In this new age of recruiting, job seekers must be truthful on their resumes about listing lateral or reverse moves, gaps in employment, notes about past employers going out of business, entry level titles/positions in any new industries, part-time and contract employment and unpaid internships.  Specific to the latter, unpaid internships are one of the best ways for otherwise overqualified job seekers to pick up new skills and strategies.

With the plethora of information available on the Internet, it should be no surprise that the recruiters and employers are harnessing technology to vet candidates. Questions that are being asked in these circles include, “How can we utilize technology to increase available candidate data during the interviewing cycle? How can we automate the tracking system and process? Do video interviews, either on demand or canned add to or detract from the interviewing process? How can we sequence this information to define interviewing in the technological age?”

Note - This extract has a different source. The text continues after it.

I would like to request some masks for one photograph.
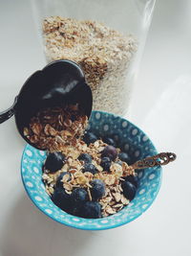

These questions are complex and will require some time to sort out, but the bottom line is and will continue to be finding, hiring, and retaining employees who deliver a high return on investment.  The trends that support this mission will succeed and the trends that don’t will disappear.

Mindful of the bottom line, staffing companies need to add services and technology that support best practices.  In the new age, they should seek to combine behavioral interviewing and traditional criteria with a new understanding of the “back story.”  Recruiters need to help client companies to recognize that there is more to finding the best candidate than “key words.” Being ethical and motivated, and having the soft skills necessary to communicate effectively is paramount.  Having a history of building and creating—not simply joining—as well as overcoming professional and personal issues of the economy, family, and things outside of work factor into predicting a candidate’s future success.  Personal attributes are becoming more critical to the interviewing process. 

The newest trend in hiring points to assessments.  In the recent past, hard and soft skill assessments have dominated.  More recently, performance assessments have come into vogue, with job matching—often called benchmarking—making a significant appearance.  The future of assessment tools is now where all four (hard skills, soft skills, performance, and benchmarking) intersect to form a fifth-generation assessment tool.  In this fifth-generation view, scores from a 360-degree view are overlaid to benchmark where the best leverage is in terms of professional and personal attributes.

The use of technology can both help and hinder the recruiting process.  For example, as recruiters move toward video interviewing, either live or pre-recorded, they inadvertently factor in the job seekers’ ability to manipulate a camera and set up a visually pleasing background.  LinkedIn, now a staple of social networking, requires careful thought and monitoring in order not to become over exposed, causing dilution of worth in the working community.

A professional recruiter is a job seeker’s conduit to more than just a potential employer.  A true professional recruiter is also a trusted advisor for career planning, methods, assessments, social networking, and branding under the new rules of engagement.